La cosa più fastidiosa di Firebrand è come modifichi la storia in modo pesantissimo, senza però avere la coerenza di indossare la vesti di una rilettura, anzi modificando il tutto a proprio piacimento, indossando le vesti non di alterazione, ma di nobile riscrittura. La vera Elizabeth Parr, ultima moglie di un Enrico VIII ormai distrutto nella mente e nel corpo, fu abile nell’evitare ogni accusa e a riconciliarsi con il marito, mettendo all’angolo i propri avversari politici. Ed è qui un altro grave difetto non solo di Firebrand, ma di tutta una certa cinematografia contemporanea, ivi compreso Spencer: pensare che le donne non fossero coscienti protagoniste dell’innumerevole numero di complotti, intrighi e tradimenti che in ogni Corte si consumavano. Nessun accenno a uomini come Thomas Wriothesley o Thomas Cranmer, con cui ebbe complicatissimi rapporti e un’accesa rivalità religiosa, una semplificazione assurda delle varie correnti politiche, ma soprattutto il non voler accettare che come Anna Bolena, come Caterina d’Aragona, come molte altre donne, la Parr fu entità attiva di una Corte dove ci si giocava il potere mettendo come posta la vita.
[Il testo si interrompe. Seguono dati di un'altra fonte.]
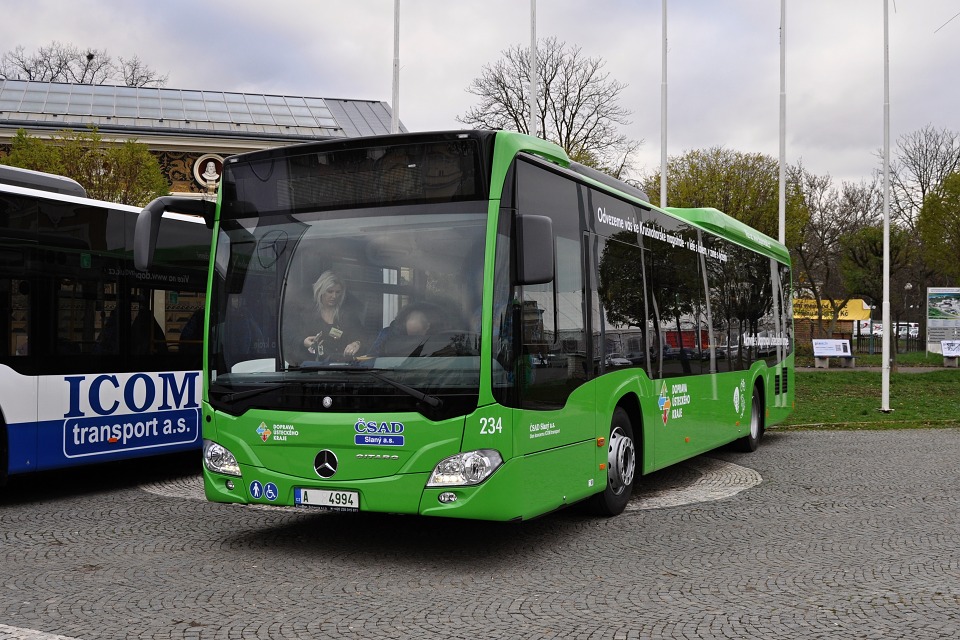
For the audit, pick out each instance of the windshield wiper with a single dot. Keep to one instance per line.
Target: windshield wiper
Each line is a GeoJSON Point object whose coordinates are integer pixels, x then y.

Non che si voglia qui difendere Enrico VIII, che Jude Law rende letteralmente un serial killer atrofizzato da gotta e vizi, ma comunque imperioso e terrificante, ma narrare la Storia utilizzando una metrica moderna è molto pericoloso, per non dire sovente fonte di una superficialità qui coperta dall’ottima confezione. Non è minimamente paragonabile a capolavori come Elizabeth di Kapur, La Favorita di Lanthimos o The Queen di Frears. Film giustamente ridimensionato dalla critica internazionale, farà la felicità di qualche isolata voce femminista, di chi pensa che la morale di ieri e di oggi fossero identiche. Non è così, non è mai stato così, e Firebrand, che pensa che modificare la verità per fini “alti” sia cosa buona e giusta, ne è la prova.